By looking at a part of the history of the Stedelijk Museum Amsterdam (SMA), Inge Meijer got intrigued by the appearance of plants in the exhibitions. Drawn to their implicit role in the museum and their particular narrative, Meijer started an extended research on the existance of plants as part of the exhibition design of the SMA.
After the Second World War in 1945, when Willem Sandberg started as the director of the SMA, he introduced plants into the exhibition space. This lasted until 1983. The plant collection grew gradually until, at a certain moment, a museum attendant, H.J. van der Ham, was specifically appointed to take care of the plants and got offered a two-year education to become a horticulturist. He took upon this task with much devotion and kept a personal archive in which a great deal of photos and documents concerning his work with the plants and correspondence with Willem Sandberg was preserved.
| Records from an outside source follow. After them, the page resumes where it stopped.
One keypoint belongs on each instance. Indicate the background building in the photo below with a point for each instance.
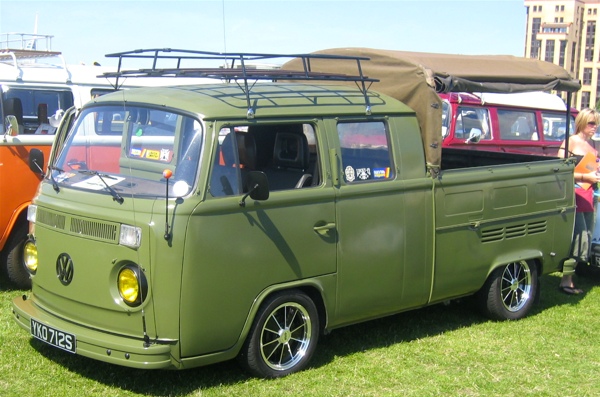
(564, 33)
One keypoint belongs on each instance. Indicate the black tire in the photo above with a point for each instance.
(510, 291)
(16, 270)
(283, 337)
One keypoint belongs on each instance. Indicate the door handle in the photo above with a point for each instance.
(323, 229)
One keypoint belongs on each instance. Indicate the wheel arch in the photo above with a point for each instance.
(534, 257)
(314, 289)
(19, 216)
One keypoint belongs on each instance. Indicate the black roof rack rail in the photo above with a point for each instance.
(237, 67)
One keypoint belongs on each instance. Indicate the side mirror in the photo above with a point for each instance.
(36, 161)
(258, 187)
(474, 136)
(12, 126)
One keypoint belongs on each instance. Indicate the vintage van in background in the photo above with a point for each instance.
(36, 87)
(529, 122)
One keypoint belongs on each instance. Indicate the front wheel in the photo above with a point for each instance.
(283, 337)
(510, 291)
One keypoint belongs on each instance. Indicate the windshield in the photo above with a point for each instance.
(124, 150)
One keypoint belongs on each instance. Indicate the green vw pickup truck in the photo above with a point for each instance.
(187, 225)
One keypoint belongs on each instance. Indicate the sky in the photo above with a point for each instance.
(84, 31)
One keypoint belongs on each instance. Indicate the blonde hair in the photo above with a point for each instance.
(584, 117)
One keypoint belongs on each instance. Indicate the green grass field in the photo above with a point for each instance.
(436, 351)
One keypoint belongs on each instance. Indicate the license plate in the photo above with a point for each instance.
(62, 340)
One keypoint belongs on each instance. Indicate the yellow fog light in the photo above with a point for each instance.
(132, 285)
(30, 257)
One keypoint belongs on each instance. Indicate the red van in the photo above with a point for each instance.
(531, 122)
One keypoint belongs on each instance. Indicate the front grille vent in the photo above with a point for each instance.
(51, 219)
(98, 230)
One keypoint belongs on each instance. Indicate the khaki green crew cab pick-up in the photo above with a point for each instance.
(182, 226)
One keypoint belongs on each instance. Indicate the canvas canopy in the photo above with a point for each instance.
(415, 78)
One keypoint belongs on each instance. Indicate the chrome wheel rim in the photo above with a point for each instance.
(516, 286)
(285, 336)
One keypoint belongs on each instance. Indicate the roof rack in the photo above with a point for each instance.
(237, 67)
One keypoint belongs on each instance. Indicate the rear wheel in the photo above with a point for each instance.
(17, 272)
(283, 337)
(510, 291)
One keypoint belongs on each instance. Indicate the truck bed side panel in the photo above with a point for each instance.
(488, 216)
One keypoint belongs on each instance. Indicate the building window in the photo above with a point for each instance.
(587, 76)
(549, 51)
(585, 99)
(590, 40)
(561, 55)
(534, 52)
(597, 82)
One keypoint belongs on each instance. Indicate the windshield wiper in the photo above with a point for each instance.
(54, 183)
(116, 196)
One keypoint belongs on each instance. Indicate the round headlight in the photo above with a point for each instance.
(30, 257)
(132, 285)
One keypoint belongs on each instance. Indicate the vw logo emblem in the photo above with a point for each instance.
(64, 269)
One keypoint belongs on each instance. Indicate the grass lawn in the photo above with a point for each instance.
(437, 351)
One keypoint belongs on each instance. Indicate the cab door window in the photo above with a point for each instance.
(286, 153)
(365, 151)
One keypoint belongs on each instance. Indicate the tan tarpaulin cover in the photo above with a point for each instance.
(415, 77)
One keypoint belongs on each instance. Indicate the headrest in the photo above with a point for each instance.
(290, 151)
(14, 107)
(247, 150)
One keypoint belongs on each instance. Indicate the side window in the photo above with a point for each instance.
(517, 125)
(469, 120)
(445, 118)
(365, 151)
(286, 153)
(37, 104)
(225, 177)
(555, 126)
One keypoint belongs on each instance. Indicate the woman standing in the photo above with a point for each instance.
(586, 124)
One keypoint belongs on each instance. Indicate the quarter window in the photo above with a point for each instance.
(517, 125)
(365, 151)
(470, 121)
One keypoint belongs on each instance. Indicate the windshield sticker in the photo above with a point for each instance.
(381, 173)
(95, 183)
(363, 173)
(158, 155)
(349, 172)
(64, 176)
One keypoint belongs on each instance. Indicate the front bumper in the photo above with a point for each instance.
(102, 346)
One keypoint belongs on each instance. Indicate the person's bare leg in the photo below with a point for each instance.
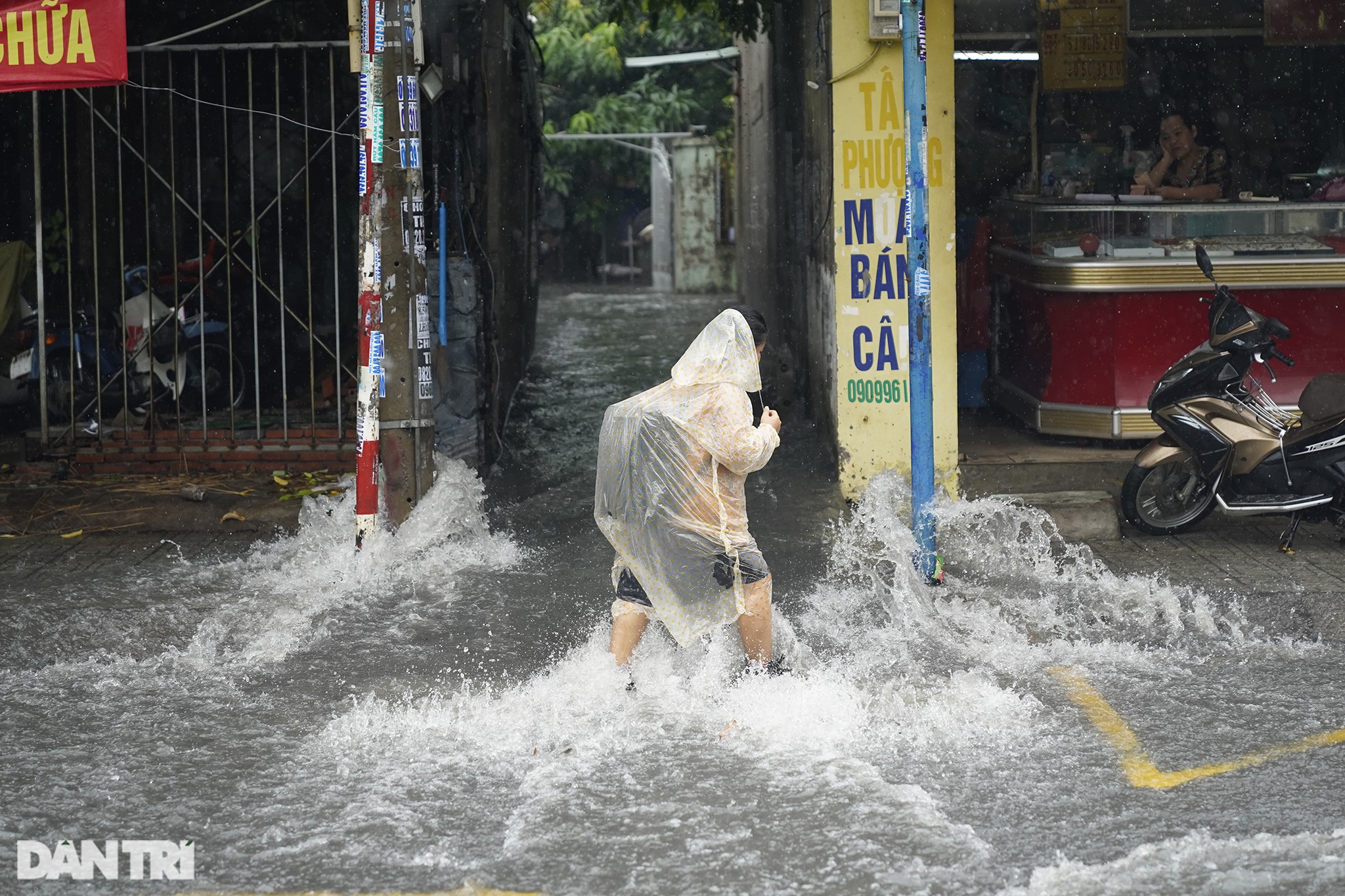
(757, 637)
(626, 636)
(755, 624)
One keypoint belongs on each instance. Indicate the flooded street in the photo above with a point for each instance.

What does it mean if plants are part of the museum apparatus? Some of them lived for decades in the museum and were placed in a variety of exhibitions. They appeared next to art pieces by e.g. Piet Mondriaan, Francis Bacon, Niki de Saint Phalle, Mark Rothko and Pablo Picasso. How does one experience an alive, habitual creature in need of water, light and soil next to a ‘dead’ object? Were these creatures used as decoration? The presence of plants open up something that is unknown to many and has been forgotten by others. Their presence then, in contrast to their absence now, shows an interesting change of conception. What was considered normal in the post-war museum seems unthinkable in the contemporary art museum; not only in terms of aesthetics, but also in view of safety and conservation regulations.